Le Comité de la Défense britannique met en garde sur les pressions à court terme qui pèsent sur les flottes de sous-marins américaines et britanniques, susceptibles de compliquer la réalisation des engagements pris dans le cadre du partenariat AUKUS, notamment pour la force de rotation de sous-marins prévue en Australie.
Lors de son témoignage le 9 septembre, le Dr Sidharth Kaushal, expert au Royal United Services Institute, a exposé les arbitrages géopolitiques auxquels le pacte trilatéral doit faire face.
Il a déclaré aux parlementaires que « à court terme, il existe de véritables compromis géopolitiques liés au pacte et à la réalisation de ses objectifs. Surmonter cette période d’incertitude sera absolument crucial. »
Le Dr Kaushal a notamment souligné les limites de la capacité des États-Unis à opérer simultanément sur deux théâtres majeurs. Dans la région Indo-Pacifique, les États-Unis font face pour la première fois à la Chine, qu’il décrit comme « un pair économique et, en termes industriels, sans doute même un supérieur », tout en subissant un « creux de capacité » lié au retrait accéléré des anciens sous-marins d’attaque, plus rapide que la construction des nouveaux Virginia.
Du côté britannique, ce phénomène coïncide avec le renforcement de la Flotte du Nord russe, incluant une disponibilité croissante des sous-marins de classe Yasen. Ce développement, selon lui, devrait augmenter la demande de sous-marins de classe Astute dans l’Atlantique au moment où Londres s’apprête à engager un Astute dans la rotation indo-pacifique.
« Des questions sérieuses se poseront, notamment au regard de la disponibilité effective de la flotte britannique de SNLE, sur la viabilité d’un déploiement en rotation dans l’Indo-Pacifique », a-t-il averti. Il a mis en garde contre un risque d’impact négatif sur le soutien au pacte AUKUS en Australie en cas de non-livraison, alors qu’un succès mobiliserait fortement les moyens britanniques dans l’Atlantique Nord.

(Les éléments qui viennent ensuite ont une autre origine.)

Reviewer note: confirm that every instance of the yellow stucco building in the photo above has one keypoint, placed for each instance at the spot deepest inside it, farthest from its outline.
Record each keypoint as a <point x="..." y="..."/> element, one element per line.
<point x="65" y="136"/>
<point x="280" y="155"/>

Fred Thomas, député membre du comité, a soulevé la question plus large des attentes américaines, rappelant que lors d’une récente visite à Washington, des responsables du Pentagone avaient indiqué que la priorité était que le Royaume-Uni « prenne en charge la sécurité en Europe et dans le Grand Nord. »
Le Dr Kaushal a exprimé son accord avec cette analyse, soulignant le dilemme stratégique auquel est confronté le Royaume-Uni, entre ses engagements dans AUKUS et son rôle dans la lutte contre l’activité navale russe à proximité de ses frontières.